The survey examined the need for more resources, in particular:

  • training manuals;
  • webinar/online trainings on setting up and running remote legal support;
  • information about successful programmes;
  • sample documents to help clients understand the process;
  • sample limited legal service agreements;
  • training on technology-based or communications tools to support a programme;
  • partnerships with interested organisations.
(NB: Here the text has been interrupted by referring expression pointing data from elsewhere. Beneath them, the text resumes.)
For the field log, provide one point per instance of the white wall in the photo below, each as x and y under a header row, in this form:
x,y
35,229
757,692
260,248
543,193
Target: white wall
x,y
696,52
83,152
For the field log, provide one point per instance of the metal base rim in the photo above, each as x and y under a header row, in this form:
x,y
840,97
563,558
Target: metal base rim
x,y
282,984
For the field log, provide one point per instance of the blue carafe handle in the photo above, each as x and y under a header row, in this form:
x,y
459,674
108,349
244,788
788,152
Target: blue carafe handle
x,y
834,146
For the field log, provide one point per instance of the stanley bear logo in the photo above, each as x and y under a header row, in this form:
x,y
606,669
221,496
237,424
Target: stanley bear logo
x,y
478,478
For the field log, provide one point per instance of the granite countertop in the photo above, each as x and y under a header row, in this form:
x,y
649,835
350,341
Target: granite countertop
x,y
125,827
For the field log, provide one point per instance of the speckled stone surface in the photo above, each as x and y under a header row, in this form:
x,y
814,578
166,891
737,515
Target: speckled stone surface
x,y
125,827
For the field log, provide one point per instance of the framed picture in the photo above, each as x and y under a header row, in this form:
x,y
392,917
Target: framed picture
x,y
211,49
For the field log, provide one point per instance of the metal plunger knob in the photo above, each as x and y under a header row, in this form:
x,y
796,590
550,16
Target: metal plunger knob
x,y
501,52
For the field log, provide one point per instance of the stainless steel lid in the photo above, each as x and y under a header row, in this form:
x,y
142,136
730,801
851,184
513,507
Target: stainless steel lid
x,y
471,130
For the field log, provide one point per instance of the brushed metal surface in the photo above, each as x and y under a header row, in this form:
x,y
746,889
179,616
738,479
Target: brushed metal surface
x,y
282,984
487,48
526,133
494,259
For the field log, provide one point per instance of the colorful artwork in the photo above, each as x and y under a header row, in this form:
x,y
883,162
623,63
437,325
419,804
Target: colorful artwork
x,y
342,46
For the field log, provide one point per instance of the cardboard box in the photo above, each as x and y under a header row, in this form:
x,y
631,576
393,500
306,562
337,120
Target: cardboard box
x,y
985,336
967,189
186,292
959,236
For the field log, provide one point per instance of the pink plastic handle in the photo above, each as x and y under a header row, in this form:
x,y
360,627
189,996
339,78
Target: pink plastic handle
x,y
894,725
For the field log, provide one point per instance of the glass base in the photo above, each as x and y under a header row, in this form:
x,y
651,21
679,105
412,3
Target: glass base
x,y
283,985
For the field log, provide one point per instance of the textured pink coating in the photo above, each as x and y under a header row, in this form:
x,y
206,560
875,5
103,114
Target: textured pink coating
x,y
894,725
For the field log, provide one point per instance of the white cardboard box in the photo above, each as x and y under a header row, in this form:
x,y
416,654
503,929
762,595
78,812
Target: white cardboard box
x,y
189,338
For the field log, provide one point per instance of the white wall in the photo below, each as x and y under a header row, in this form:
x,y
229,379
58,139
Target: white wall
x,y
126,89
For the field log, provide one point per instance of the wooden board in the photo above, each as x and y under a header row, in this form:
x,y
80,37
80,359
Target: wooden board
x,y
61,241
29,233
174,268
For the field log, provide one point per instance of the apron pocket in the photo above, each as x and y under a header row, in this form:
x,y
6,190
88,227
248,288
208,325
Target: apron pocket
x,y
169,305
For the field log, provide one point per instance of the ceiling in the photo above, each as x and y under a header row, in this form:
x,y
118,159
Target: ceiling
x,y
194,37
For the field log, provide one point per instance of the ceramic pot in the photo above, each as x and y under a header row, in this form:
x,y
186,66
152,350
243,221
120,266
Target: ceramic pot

There are, of course, all sorts of problems with remote delivery – not least various forms of digital exclusion. C-19 is, however, going to cut off physical contact with large sections of the population, potentially over some period of time. So, we should explore what we can do remotely and look for ways around blockages. Actual access to a smartphone is probably the least barrier given how widespread they will be among users or those who might assist them. There are things that can be done. For example, toll-free calling might encourage use of phones. Ultimately, sources of free wi-fi will begin to open again – and we should lobby for places like libraries to be seen as initial points of access more than they tend to be, at least in the UK. Incorporating librarians much more into the national network of provision would also be a helpful step – it might even help to preserve them from job losses and library cuts.

The report raises some important general issues. These include trust in the organisation providing advice. In its specific context, the report notes that ‘[Community-based Organisations] that are known, liked and trusted by immigrants can play an influent role in referring … applicants to remote legal support opportunities’ and will have all the more trust if they are themselves providing that remote support. That should provide a good basis for law centres to build upon. Confidentiality and privacy are also key considerations which have to infuse how services are delivered. As in all limited service assistance – if that is what is provided – it is necessary to be clear with the user on what are reasonable expectations.

No one should argue or think that legal service delivery to those on low incomes can be shifted wholesale to the digital. However, the example of Citizens Advice in England and Wales provides an illustration of how an organisation can increase the importance of digital delivery without forsaking the traditional benefits of its bureaux and its physical staff with physical meetings. C19 presents the challenge for all community-based providers of how they too can best explore and deploy digital communication among their arsenal of weapons on behalf of their clients. Hopefully, we will begin to see more of this even as the successive ways of the C19 crisis continue to break. and its partners have provided us with a very useful pointer to the way forward.

The main photo illustrates that the world may have gone to hell in a hand cart but bees – unlike humans – are not affected by C19. Indeed, they seem to be flourishing: ‘out of the strong came forth sweetness’ as the syrup tin always said.